Proprietary rights are inheritable whereas personal rights are uninheritable. Personal rights die with the person concerned. However some personal rights, e.g. hereditary titles are heritable.
(iv) Rights in re propria and rights in re alina—According to Salmond, a right in re aliena or encumbrance is one which emits from some more general right belonging to some other person in respect of the same subject-matter. All other rights are rights in re propria. According to Salmond, the chief classes of encumbrances are four in number, viz. leases, servitudes, securities and trusts. He defines them as follows:
(i) A lease is the encumbrance of property vested in one man by a right to the possession and use of it vested in another,
(ii) A servitude is a right to the limited use of a piece of land unaccompanied either by ownership or by possession thereof. It may be positive such as a right of way over the neighbour’s field, or negative, e.g., prohibiting his neighbour from building in such a manner as to obstruct light and air to his house.

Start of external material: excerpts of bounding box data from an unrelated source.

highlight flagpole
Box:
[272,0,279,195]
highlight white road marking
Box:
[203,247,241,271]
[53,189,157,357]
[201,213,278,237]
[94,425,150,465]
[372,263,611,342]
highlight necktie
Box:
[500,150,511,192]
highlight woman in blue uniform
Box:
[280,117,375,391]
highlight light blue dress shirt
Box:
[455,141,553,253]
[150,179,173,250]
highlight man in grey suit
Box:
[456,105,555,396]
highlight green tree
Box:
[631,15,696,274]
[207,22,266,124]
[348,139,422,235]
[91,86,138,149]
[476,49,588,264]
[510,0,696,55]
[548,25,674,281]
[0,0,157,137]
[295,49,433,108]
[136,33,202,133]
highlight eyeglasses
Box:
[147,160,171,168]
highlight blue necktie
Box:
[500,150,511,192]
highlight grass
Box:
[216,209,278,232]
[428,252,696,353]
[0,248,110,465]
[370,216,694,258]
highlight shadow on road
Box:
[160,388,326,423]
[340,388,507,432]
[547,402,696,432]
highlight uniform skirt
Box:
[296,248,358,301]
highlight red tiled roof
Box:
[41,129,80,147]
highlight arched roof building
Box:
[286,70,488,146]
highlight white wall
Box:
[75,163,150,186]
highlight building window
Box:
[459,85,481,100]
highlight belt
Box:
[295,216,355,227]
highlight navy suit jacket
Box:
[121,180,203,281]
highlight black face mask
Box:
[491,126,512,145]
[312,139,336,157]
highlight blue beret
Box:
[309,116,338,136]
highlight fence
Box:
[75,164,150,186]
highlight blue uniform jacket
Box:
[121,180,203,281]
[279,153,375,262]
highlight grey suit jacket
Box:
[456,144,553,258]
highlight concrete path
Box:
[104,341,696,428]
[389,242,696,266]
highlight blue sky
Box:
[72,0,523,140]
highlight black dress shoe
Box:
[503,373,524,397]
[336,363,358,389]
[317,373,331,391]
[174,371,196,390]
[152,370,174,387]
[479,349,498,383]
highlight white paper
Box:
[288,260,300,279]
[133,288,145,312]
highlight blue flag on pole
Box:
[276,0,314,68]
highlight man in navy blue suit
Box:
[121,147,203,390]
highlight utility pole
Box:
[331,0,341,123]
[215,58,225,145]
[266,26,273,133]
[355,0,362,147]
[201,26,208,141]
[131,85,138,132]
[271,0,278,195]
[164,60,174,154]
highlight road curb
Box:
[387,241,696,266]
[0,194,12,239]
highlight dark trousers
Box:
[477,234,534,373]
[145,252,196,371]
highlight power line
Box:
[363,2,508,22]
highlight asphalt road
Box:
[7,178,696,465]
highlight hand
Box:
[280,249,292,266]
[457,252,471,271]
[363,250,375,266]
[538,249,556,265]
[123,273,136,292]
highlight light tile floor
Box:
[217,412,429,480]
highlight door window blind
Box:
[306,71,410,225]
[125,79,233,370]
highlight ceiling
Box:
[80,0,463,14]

(iii) A security is an encumbrance vested in a creditor over the property of his debtor for securing the recovery of the debt and the possession of the goods or title deeds is given by the debtor to the creditor.
(iv) A trust is an encumbrance in which the ownership of property is limited by an equitable obligation to deal with it for the benefit of some one else, who is called the beneficiary. The owner of the encumbered property is the trustee, the owner of the encumbrance is the beneficiary.